For this reason Bitcoin is not a security, the middle of Bitcoin is software and humans are on the edges. We cannot deny the logical conclusion that other crypto assets representing ownership of permissionless digital networks are likewise not securities.
The last 20 years has brought a new innovation, the ability to own a permissionless digital network like Bitcoin. These digital networks are unlike companies, they don’t have revenue and expenses, they don’t have employees, they have “no one in the middle”, at the same time they can be immensely valuable, they are trading routes for digital goods and they automate services according to immutable rules.
Security regulations were developed to protect investors who buy and sell shares of companies, human enterprises. This is what Gary Gensler’s agency, the SEC, regulates. Trying to apply these regulations to tokens representing digital networks would be like trying to apply automobile regulations to airplanes.
Forcing digital assets into an incompatible regulation framework stops innovation and prevents access to this emerging asset class for Americans. This is the first reason you should care.

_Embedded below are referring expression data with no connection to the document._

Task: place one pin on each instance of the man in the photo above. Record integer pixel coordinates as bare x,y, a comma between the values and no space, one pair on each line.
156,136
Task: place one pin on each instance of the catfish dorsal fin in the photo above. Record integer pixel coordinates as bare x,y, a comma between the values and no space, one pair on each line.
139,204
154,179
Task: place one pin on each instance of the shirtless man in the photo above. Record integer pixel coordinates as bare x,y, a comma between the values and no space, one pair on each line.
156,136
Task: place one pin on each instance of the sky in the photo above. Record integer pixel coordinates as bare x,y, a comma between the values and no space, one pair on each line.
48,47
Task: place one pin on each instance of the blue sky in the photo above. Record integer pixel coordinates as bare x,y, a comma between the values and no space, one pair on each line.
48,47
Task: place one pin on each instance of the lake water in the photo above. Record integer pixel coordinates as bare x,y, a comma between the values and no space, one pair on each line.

The second is the SEC’s failure to provide regulatory clarity allows fraud and scams to flourish. Just because a crypto asset exists does not mean it represents ownership of a digital network. There are many crypto assets that are outright fraudulent or exist for purely speculative purposes. There is a dire need for the public to understand that all crypto assets are not created equal. Gary Gensler himself knows they are not equal, he keeps a secret list in his head of cryptocurrencies that are not securities, but the failure of his agency to disclose which ones are on this list makes the public believe all crypto assets are the same. This enables scams and fraud.

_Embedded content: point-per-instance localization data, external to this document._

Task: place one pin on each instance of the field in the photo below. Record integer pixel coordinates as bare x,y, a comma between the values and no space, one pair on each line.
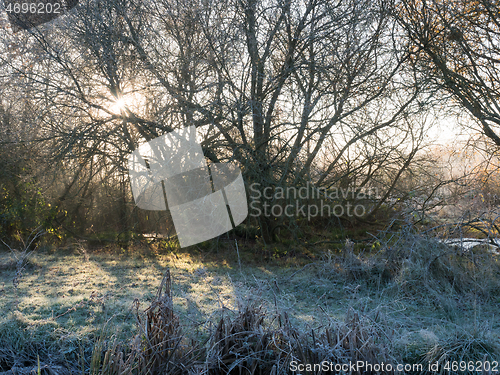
420,303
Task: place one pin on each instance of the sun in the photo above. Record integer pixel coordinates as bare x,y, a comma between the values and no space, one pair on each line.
119,106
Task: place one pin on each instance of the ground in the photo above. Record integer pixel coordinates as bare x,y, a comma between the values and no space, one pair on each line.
66,297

It did not have to be this way, over 3 years ago the SEC’s own commissioner Hester Pierce proposed a framework for disclosures and regulation of tokens representing digital networks. Had such a framework been adopted we would have clear lines distinguishing legitimate digital assets and scams and undoubtedly billions of dollars lost to fraud over the last several years would have been avoided.
Gensler became SEC chairmen in April of 2021, the near peak of a global asset bubble and a time when crypto asset scams were rampant. The charitable interpretation of his logically incoherent position is that he had to shock the ecosystem. To the degree this shock has helped protect consumers, I thank him and the SEC.
It’s now April 2023, euphoria has left the market and it’s time for intellectual honesty. Gensler often posits a false dichotomy, there are only two options – a complete wild west or forcing crypto assets into incompatible regulations. We must not fall for this.
It is quite literally impossible for crypto assets to comply with the existing securities regulations. Pretending otherwise is intellectually dishonest and equates to an unlegislated ban on United States entrepreneurship and ownership. What is needed is sensible regulation that takes into account what makes true crypto assets unique. The SEC need look no further than its own commissioners for where to start. If the SEC continues to be unwilling to do this, other government agencies or industry working groups need to step up. The industry is ready to work with regulators but regulators to be ready to work with us.